# CS3244 Module Review – Machine Learning

With machine learning the hottest topic in the AI world as of now (2016), this module is hugely popular. In fact it is overly subscribed this year, and I believe it will continue to be like that. For 16/17 Sem 1, Prof. Min-Yen Kan is taking over the module with new syllabus and python as the main programming language (try to guess the language used before).

## Overview

- This course is mixed between theoretical knowledge and practical applications, with more focus on the theory behind machine learning.
- 3 homeworks throughout the semester, each with coding tasks (in python) and essay (theoretical) questions. Last homework is a Kaggle competition, where you can put whatever you learnt into practice to solve a machine learning challenge.
- Both midterm exam and final are open-book, i.e. whatever is tested won’t be found directly from course materials.

## What you will learn

The content of the module can be *classified* into 3 categories: **Conceptual (C), Practice (P) and Theory (T)**, based on the goal of learning. **Conceptual** means you need to understand it and there is no maths, whereas **Theory** means there are maths, logic and proofs. **Practice** means you need to be able to code it out with python and relevant machine learning libraries (mostly using scikit-learn).

Each topic may fall into one or more categories:

- Perceptron learning algorithm and the linear module (linear regression, logistic regression, stochastic gradient descent) – P&T
- Support vector machine, kernelization – P&T
- Issues with Bias, Variance and Overfitting – C&P
- Regularization and validation – T
- Learning Theory (generalization, VC analysis) – T
- Decision Tree (again?), Ensemble Methods – C&P
- Unsupervised learning (Gaussian Mixture Model, Expectation Maximization) – C&P
- Neural Network and Deep Learning (Not as exciting as you might think) – C&P

## Exams

Both midterm and final exam questions tend to test on conceptual and theory questions. Of course there will also be algorithm tracing questions as well. There are some questions in the tutorials that are extremely difficult. However, the exam questions are generally doable as long as you have enough time (I did not have enough time to finish either midterm or final).

## HomeWork and Project

This module has 3 homework assignments. The first two are relatively straightforward, requiring you to implement linear model and SVM with some parameter tuning. There are also essay questions on the theoretical part of linear model and SVM.

The last homework is actually a project where you can form teams with maximum of 3 people.

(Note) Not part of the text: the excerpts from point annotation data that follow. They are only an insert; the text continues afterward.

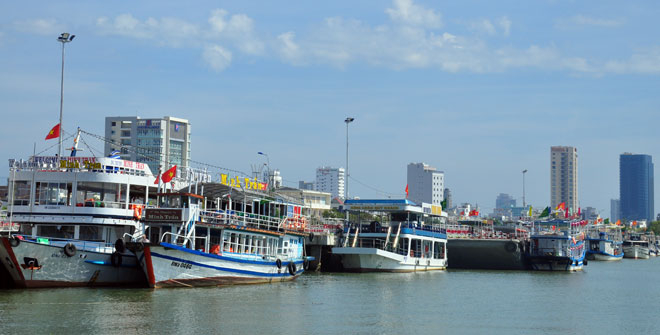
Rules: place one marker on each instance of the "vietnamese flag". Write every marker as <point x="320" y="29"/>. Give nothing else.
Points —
<point x="54" y="133"/>
<point x="169" y="175"/>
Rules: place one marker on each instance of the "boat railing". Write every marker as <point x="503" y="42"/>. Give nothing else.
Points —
<point x="252" y="220"/>
<point x="182" y="240"/>
<point x="96" y="246"/>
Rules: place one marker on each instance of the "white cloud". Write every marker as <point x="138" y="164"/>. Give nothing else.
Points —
<point x="642" y="62"/>
<point x="166" y="31"/>
<point x="40" y="26"/>
<point x="501" y="26"/>
<point x="217" y="57"/>
<point x="233" y="31"/>
<point x="288" y="48"/>
<point x="406" y="12"/>
<point x="584" y="20"/>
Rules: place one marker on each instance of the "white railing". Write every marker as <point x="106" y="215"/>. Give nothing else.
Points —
<point x="175" y="239"/>
<point x="252" y="220"/>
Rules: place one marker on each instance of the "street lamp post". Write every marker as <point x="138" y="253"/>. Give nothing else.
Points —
<point x="524" y="204"/>
<point x="64" y="39"/>
<point x="348" y="120"/>
<point x="267" y="165"/>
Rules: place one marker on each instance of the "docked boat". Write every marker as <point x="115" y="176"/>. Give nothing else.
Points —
<point x="258" y="240"/>
<point x="557" y="245"/>
<point x="636" y="246"/>
<point x="411" y="238"/>
<point x="73" y="213"/>
<point x="473" y="244"/>
<point x="604" y="243"/>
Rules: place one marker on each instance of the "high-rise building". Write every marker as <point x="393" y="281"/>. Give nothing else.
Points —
<point x="425" y="184"/>
<point x="615" y="210"/>
<point x="447" y="196"/>
<point x="563" y="177"/>
<point x="636" y="187"/>
<point x="154" y="141"/>
<point x="330" y="180"/>
<point x="306" y="185"/>
<point x="505" y="201"/>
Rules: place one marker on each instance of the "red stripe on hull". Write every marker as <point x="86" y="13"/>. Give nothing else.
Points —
<point x="151" y="279"/>
<point x="219" y="281"/>
<point x="10" y="251"/>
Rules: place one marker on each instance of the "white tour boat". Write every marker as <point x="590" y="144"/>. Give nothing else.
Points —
<point x="73" y="213"/>
<point x="604" y="243"/>
<point x="636" y="246"/>
<point x="259" y="240"/>
<point x="413" y="238"/>
<point x="557" y="246"/>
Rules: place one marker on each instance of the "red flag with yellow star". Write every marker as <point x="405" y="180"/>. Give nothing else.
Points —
<point x="169" y="175"/>
<point x="54" y="133"/>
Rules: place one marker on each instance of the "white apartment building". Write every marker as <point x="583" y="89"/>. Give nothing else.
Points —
<point x="425" y="184"/>
<point x="330" y="180"/>
<point x="563" y="177"/>
<point x="154" y="141"/>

You get to choose between a facial recognition problem and a natural language processing problem on Kaggle. In both problems you can use any machine learning frameworks and algorithms to solve the problem so you can be very creative and tryhard. Also, based on the feedback, deep learning seems to work well for both problems but the problems are likely to be different for the next batch.

## Useful Resources

- Course website for 2016:
- Kaggle competitions as machine learning projects:
- Set Question Answering – https://inclass.kaggle.com/c/nus-3244-setqa
- Labeled Faces in the Wild – https://inclass.kaggle.com/c/labeled-faces-in-the-wild

- Nice Article on Learning Theory:

## Advice

- With such a huge demand, it can be hard to get this module. For CS students, you can set or switch your focus area to
**Artificial Intelligence**in order to have a higher chance of getting it in MPE. Otherwise, save enough CORS points. Also note that you can also enter this module as a**guest student**, which allows you to access course materials in addition to attending lectures and tutorials. However, you will NOT be officially enrolled in the module, meaning you WON’T be able to attend official exams, get grades or MC for the module. - Prepare to learn theories and maths. This is not all about coding in python and calling libraries. In fact, theory and concepts take up most of the time in lectures and exams. The coding part is mainly handled by homework assignments and the project.
- This is one of the few modules that you will do just fine soloing. For all homework assignments and the project, you can do them alone. In fact I think the top scorers for both Kaggle competitions are half teams and half soloers.

Do you mind to share me your lecture notes on cs3244 and cs4246? Very interested in this 2 modules, just want to take a close look on the teaching materials.